In technology companies, thousands of experiments (A/B testings) are being operated to justify business impacts of new product/feature launch. Practical challenges include: how long the experiments should run to attain certain business goals with statistical significance; how to reduce the required sample sizes (to improve statistical power); how to minimize the negative impacts of experiments on the existing system while addressing as many impact questions as possible; how to eliminate confounding and interference to certify the relevance of experimental conclusions. Besides experiments, companies are also taking automated actions on and receiving feedbacks from their customers via huge data streams. One important operational goal is to improve these automated systems to optimize certain managerial metrics based on observational data from history. It generates an unprecedented amount of causal learning problems for these companies to understand (policy evaluation) and optimize (policy learning) for counterfactual actions from data.
In this course, we will cover topics for experiments and their analyses, observational data and their analyses, policy evaluation and learning to assist causal decision making, unmeasured confounding in observational data, and panel data and their analysis. Targeted audiences for this course are graduate students with certain quantitative research background and coding experience in R or Python. Graduate-level courses in mathematical statistics (STAT 52800), advanced econometrics (ECON 67100, 67200) or their equivalents can be helpful prerequisites for this course.
Understand causal concepts and problems (association versus causation)
Understand various experimental designs and their statistical analyses (estimation, statistical inference)

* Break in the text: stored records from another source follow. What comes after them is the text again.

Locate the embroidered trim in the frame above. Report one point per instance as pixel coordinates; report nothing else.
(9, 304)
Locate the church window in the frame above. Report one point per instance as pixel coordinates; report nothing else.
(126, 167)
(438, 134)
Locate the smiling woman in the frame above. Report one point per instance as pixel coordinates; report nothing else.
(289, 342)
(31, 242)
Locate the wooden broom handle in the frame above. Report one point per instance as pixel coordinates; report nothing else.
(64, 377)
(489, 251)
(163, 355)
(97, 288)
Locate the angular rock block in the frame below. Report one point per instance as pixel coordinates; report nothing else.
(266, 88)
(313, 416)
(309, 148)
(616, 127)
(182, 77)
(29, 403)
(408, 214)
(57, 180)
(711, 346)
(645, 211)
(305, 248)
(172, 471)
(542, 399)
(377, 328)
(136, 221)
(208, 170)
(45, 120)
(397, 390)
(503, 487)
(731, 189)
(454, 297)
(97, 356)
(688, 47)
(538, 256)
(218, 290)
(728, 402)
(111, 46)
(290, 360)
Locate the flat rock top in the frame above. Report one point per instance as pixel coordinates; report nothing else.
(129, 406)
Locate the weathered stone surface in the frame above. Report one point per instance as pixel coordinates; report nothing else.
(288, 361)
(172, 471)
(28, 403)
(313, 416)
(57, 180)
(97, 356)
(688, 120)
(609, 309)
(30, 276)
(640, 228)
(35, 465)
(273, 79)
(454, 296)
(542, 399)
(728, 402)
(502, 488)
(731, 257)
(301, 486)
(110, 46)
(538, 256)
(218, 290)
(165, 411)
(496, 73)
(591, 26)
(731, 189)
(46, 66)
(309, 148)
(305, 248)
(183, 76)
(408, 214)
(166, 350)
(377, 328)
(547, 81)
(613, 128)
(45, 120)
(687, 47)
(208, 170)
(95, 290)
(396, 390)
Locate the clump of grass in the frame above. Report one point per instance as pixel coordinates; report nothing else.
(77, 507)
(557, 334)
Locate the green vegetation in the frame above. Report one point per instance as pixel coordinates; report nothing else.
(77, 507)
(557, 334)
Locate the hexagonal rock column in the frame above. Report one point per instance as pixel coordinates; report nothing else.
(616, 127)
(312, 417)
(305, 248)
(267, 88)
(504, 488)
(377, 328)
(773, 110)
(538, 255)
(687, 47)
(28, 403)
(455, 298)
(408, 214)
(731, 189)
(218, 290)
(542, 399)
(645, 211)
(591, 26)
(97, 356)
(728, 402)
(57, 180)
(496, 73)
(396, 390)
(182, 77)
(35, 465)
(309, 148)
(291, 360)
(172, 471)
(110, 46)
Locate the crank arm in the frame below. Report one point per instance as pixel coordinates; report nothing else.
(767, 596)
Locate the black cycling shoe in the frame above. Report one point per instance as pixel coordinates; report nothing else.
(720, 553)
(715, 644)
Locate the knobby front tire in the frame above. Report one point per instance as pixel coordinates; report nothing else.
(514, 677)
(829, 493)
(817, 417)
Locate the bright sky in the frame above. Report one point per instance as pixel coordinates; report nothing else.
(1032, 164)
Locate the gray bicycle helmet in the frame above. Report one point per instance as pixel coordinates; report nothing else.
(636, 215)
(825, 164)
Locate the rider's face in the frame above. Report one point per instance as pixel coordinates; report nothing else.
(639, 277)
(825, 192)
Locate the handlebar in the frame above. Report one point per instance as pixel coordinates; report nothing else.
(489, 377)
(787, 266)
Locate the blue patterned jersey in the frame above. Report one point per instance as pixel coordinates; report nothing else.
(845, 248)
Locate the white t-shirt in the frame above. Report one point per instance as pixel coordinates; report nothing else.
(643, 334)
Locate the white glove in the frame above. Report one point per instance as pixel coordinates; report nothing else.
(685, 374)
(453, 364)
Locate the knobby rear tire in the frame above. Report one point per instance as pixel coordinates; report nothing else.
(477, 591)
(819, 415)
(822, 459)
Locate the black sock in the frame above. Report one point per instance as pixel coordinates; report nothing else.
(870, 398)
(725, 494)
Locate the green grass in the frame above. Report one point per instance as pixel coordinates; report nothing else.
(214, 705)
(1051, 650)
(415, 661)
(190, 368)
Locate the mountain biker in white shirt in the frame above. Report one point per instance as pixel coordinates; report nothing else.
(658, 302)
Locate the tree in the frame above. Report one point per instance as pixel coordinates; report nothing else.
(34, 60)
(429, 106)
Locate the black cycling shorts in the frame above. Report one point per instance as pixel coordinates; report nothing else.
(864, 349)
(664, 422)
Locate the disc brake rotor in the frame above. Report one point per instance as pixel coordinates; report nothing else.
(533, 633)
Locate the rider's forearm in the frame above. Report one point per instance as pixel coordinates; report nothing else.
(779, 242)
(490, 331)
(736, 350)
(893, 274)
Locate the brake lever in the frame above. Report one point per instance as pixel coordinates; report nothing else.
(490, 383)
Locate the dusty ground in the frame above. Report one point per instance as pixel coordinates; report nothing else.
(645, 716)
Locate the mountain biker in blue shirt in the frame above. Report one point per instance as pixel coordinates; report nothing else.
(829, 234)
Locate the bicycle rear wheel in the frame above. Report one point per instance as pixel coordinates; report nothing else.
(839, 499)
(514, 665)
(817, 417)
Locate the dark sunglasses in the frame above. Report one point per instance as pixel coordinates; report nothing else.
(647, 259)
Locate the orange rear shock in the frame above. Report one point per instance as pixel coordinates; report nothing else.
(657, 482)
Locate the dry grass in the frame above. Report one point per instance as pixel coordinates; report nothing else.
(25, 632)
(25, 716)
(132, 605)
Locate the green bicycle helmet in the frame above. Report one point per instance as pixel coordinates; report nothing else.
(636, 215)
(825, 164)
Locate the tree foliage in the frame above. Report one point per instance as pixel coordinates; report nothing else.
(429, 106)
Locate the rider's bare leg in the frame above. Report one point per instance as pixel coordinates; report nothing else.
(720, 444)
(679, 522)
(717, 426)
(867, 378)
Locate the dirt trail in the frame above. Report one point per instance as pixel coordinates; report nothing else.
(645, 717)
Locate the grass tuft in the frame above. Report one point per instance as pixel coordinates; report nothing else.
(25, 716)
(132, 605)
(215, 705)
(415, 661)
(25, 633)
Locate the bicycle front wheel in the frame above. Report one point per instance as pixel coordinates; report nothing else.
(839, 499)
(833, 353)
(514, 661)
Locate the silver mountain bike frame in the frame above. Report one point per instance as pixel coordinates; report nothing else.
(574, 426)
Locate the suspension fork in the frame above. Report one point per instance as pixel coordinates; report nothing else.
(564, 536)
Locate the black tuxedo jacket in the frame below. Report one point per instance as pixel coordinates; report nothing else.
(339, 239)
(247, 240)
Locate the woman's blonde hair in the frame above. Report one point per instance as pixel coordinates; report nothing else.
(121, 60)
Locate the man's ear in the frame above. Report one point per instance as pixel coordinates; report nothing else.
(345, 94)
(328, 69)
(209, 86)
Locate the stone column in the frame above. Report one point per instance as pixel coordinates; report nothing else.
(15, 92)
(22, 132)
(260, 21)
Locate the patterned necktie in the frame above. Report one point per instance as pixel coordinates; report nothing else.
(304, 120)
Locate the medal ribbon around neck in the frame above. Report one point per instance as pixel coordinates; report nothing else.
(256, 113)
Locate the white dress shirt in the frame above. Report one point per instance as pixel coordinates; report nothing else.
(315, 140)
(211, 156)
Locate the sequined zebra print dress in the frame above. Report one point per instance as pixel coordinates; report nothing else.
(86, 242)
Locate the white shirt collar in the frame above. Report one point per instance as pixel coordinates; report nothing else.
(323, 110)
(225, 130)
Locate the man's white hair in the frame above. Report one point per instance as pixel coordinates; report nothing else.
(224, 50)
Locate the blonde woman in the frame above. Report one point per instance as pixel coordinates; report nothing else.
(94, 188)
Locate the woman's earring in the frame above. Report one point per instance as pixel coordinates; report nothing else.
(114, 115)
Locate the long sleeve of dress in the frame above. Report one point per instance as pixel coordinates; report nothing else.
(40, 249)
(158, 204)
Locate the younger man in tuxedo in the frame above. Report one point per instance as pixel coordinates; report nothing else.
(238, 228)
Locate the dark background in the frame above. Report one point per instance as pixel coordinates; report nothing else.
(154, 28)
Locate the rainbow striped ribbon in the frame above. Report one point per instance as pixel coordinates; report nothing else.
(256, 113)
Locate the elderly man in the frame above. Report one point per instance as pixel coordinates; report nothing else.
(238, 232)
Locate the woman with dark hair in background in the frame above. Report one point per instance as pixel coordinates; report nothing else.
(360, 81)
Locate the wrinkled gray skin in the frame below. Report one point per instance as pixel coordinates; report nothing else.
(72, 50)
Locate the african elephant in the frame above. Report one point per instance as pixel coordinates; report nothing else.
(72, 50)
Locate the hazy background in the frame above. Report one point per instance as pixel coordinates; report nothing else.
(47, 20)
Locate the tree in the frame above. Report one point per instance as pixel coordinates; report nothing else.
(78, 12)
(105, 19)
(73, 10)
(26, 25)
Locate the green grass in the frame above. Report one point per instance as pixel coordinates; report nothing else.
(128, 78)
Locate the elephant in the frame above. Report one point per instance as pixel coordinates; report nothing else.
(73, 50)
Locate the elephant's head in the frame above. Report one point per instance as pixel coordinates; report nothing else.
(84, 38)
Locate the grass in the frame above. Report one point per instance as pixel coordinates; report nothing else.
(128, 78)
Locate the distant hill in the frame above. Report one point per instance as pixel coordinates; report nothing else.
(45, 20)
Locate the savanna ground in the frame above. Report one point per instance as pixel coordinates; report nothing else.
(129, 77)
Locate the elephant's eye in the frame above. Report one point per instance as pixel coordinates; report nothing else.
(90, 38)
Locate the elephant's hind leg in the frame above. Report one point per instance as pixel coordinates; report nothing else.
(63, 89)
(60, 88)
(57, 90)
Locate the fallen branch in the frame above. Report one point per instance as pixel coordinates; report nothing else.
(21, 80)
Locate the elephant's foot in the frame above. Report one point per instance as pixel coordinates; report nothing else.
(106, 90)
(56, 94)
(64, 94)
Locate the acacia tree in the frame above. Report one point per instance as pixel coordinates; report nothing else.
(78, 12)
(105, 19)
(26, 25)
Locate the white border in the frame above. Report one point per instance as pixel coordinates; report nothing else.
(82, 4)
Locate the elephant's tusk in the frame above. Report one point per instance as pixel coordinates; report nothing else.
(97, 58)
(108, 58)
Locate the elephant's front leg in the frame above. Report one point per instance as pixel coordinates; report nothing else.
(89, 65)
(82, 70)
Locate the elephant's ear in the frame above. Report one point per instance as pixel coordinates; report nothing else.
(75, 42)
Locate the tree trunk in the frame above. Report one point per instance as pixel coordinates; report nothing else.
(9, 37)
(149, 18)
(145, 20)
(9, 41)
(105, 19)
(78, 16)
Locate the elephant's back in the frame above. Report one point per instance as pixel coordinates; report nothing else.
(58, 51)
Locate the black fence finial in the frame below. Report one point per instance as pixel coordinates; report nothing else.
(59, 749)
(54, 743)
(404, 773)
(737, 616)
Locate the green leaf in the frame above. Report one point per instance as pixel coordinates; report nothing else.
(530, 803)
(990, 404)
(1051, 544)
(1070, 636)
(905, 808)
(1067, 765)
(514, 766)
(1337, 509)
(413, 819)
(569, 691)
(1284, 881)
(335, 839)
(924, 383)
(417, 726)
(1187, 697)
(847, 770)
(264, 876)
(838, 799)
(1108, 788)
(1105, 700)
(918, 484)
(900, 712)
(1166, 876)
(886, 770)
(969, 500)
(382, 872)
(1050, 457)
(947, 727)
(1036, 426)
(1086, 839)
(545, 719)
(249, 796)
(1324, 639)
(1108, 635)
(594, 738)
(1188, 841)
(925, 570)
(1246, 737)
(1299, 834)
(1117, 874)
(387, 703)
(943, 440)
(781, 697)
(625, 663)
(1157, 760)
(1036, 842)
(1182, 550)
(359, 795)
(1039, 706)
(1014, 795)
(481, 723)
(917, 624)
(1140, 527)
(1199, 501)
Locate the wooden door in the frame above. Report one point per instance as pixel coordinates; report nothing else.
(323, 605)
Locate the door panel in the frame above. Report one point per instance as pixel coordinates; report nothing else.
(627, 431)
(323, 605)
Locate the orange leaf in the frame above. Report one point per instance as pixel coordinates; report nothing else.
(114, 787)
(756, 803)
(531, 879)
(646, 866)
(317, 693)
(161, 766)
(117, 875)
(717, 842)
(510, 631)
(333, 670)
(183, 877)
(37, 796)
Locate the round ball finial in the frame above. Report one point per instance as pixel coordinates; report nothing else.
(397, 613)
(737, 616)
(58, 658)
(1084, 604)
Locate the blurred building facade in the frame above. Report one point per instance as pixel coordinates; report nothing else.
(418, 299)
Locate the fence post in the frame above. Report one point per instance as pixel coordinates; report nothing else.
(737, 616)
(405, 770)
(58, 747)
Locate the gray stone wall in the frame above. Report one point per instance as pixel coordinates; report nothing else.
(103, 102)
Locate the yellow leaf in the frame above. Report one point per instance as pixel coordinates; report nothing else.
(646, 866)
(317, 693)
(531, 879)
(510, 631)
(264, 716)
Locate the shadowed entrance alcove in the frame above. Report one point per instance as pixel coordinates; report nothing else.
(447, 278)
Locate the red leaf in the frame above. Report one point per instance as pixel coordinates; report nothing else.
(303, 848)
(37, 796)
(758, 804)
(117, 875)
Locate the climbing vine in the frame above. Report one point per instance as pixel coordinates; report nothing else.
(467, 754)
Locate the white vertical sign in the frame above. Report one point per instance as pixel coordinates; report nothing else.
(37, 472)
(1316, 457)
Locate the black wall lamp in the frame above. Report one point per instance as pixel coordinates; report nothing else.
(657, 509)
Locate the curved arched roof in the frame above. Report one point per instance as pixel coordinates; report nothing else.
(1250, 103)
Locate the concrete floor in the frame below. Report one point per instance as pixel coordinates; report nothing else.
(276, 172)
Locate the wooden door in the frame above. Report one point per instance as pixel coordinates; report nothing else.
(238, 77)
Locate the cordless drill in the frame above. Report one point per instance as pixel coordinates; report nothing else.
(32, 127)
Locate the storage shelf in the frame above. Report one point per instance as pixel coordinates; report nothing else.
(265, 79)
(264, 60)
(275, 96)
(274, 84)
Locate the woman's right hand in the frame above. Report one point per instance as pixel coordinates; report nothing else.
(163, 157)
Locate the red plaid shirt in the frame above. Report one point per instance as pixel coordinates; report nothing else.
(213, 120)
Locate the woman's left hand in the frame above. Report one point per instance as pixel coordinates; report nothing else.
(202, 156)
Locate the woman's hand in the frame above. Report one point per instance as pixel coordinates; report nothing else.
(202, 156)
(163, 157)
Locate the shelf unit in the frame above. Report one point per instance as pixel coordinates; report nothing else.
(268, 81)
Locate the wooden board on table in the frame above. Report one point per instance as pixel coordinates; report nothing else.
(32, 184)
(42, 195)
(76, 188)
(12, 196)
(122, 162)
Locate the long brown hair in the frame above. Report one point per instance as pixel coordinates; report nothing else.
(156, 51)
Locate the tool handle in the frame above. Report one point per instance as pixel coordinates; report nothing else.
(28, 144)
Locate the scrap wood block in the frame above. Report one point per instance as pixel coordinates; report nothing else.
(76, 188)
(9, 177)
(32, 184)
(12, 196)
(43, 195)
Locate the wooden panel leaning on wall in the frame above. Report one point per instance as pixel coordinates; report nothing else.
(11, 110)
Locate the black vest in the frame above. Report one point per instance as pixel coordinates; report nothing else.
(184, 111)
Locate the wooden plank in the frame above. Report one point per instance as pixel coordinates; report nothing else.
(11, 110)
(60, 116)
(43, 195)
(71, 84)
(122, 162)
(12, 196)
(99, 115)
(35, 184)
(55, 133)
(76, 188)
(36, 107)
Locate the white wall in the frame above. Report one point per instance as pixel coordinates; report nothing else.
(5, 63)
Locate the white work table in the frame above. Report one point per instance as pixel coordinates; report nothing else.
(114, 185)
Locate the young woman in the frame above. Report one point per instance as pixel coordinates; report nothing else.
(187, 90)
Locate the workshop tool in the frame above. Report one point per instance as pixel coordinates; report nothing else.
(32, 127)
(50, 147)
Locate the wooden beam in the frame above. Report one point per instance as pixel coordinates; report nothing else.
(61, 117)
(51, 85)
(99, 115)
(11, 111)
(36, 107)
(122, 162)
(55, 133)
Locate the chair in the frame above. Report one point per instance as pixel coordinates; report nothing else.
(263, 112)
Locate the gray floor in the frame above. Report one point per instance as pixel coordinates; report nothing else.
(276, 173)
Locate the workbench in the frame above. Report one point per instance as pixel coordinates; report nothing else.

Apply ML-based prediction methods properly to obtain valid and interpretable causal estimates from the observational data
Perform policy evaluation and learning to assist causal decision making based on the observational data
Understand the challenges due to unmeasured confounding in observational studies. Apply IV-based methods to circumvent these challenges
Understand the panel data with multi-period outcomes, and the identification assumptions for interpretable causal effects. Perform statistical analyses (estimation, statistical inference) on the panel data
Ding, P. (2024). A First Course in Causal Inference. Chapman and Hall/CRC. DOI: 10.1201/9781003484080. Preprint also available at arXiv:2305.18793.
Wager, S. (2024). Causal Inference: A Statistical Learning Approach. Lecture notes. URL: web.stanford.edu/~swager/causal_inf_book.pdf.
Chernozhukov, V., Hansen, C., Kallus, N., Spindler, M., and Syrgkanis, V. (2024). Applied Causal Inference Powered by ML and AI. CausalML-book.org. Preprint also available at arXiv:2403.02467.
Golub Capital Social Impact Lab (2023). Machine Learning-Based Causal Inference Tutorial. URL: bookdown.org/stanfordgsbsilab/ml-ci-tutorial.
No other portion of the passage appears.